Sands reconnaît que la certitude croissante de Horst que son père a été assassiné « a eu le mérite de permettre à Otto d’être considéré comme une victime plutôt que comme un bourreau ». Et, bien que Sands rejette finalement cette notion, il y a, selon lui, suffisamment de noirceur autour de ses découvertes pour qu’il ne puisse en être entièrement certain.
En tirant sur ces fils intrigants, Sands avoue avoir été troublé d’apprendre que les Alliés victorieux avaient recruté d’anciens hauts responsables nazis et fascistes pour du travail de renseignement.

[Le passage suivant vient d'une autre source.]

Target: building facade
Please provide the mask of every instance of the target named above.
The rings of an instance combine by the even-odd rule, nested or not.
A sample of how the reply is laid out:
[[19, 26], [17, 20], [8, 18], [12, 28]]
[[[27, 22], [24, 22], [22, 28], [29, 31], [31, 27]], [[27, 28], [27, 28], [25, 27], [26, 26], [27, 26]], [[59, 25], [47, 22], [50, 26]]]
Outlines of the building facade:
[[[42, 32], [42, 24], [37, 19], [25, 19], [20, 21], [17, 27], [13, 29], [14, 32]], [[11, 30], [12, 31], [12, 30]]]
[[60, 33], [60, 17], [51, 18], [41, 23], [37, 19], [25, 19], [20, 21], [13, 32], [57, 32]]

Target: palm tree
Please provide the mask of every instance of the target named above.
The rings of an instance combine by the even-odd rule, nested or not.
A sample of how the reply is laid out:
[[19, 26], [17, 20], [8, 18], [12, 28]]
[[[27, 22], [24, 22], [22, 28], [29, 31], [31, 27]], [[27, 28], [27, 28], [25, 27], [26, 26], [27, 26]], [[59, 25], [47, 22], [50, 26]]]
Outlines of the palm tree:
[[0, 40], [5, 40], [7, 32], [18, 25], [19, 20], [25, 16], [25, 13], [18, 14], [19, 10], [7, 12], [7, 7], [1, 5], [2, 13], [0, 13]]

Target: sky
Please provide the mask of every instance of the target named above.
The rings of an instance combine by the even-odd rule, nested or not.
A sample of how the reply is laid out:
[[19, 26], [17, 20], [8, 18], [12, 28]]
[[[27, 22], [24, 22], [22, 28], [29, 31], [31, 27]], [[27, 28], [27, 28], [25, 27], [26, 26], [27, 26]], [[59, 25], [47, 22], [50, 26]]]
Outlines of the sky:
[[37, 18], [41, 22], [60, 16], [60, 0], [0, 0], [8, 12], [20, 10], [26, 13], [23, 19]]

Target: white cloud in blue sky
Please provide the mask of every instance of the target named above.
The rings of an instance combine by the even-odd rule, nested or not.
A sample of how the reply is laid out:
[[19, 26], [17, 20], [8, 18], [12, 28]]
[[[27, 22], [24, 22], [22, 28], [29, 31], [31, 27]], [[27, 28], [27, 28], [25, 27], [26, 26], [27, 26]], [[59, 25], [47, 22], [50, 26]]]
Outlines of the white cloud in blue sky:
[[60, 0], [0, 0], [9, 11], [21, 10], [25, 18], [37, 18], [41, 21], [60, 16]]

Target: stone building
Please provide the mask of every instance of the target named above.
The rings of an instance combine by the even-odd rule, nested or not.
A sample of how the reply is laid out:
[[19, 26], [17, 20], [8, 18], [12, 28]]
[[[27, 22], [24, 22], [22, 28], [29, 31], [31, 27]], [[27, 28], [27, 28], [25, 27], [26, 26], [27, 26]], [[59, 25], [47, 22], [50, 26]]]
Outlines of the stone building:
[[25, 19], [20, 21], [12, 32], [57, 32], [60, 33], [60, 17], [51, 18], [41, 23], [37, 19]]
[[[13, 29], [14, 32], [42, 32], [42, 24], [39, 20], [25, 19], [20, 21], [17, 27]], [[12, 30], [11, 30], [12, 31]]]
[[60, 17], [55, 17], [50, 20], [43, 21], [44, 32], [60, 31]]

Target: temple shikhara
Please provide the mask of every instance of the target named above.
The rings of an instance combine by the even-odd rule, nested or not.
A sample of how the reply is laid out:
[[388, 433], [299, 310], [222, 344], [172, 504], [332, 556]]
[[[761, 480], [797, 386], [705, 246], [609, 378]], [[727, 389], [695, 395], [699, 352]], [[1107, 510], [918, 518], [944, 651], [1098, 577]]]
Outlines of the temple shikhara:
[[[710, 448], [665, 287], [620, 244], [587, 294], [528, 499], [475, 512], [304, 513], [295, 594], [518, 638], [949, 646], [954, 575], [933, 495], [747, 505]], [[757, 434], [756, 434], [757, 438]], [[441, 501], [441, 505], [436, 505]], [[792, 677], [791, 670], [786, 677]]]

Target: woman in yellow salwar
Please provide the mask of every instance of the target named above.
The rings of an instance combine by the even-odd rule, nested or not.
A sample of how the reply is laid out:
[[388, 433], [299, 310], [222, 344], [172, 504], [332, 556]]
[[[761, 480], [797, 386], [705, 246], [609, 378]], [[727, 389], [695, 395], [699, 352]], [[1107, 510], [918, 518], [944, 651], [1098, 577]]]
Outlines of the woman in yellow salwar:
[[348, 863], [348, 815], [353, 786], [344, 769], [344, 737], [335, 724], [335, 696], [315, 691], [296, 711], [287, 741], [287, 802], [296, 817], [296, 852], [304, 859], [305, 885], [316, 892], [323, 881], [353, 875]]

« Je ne suis pas un historien de la Guerre froide, donc quand cela est apparu, j’ai été assez stupéfait », dit-il. « C’était très pénible pour moi. »
Cependant, à la fin du livre, Horst et Sands sont toujours aux antipodes l’un de l’autre. « Ses vues n’ont pas changé, ni les miennes. Au contraire, les siennes s’étaient renforcées », écrit l’auteur.
Malgré tout, Sands admet être un optimiste. Et, juste au moment où il termine son enquête, la fille de Horst, Magdalena, donne une raison d’espérer. Sands cite les paroles de sa chanson préférée, « Anthem », de Leonard Cohen : « ll y a une fissure en chaque chose, c’est ainsi que la lumière peut entrer. » Magdalena, suggère-t-il, « est cette fissure ».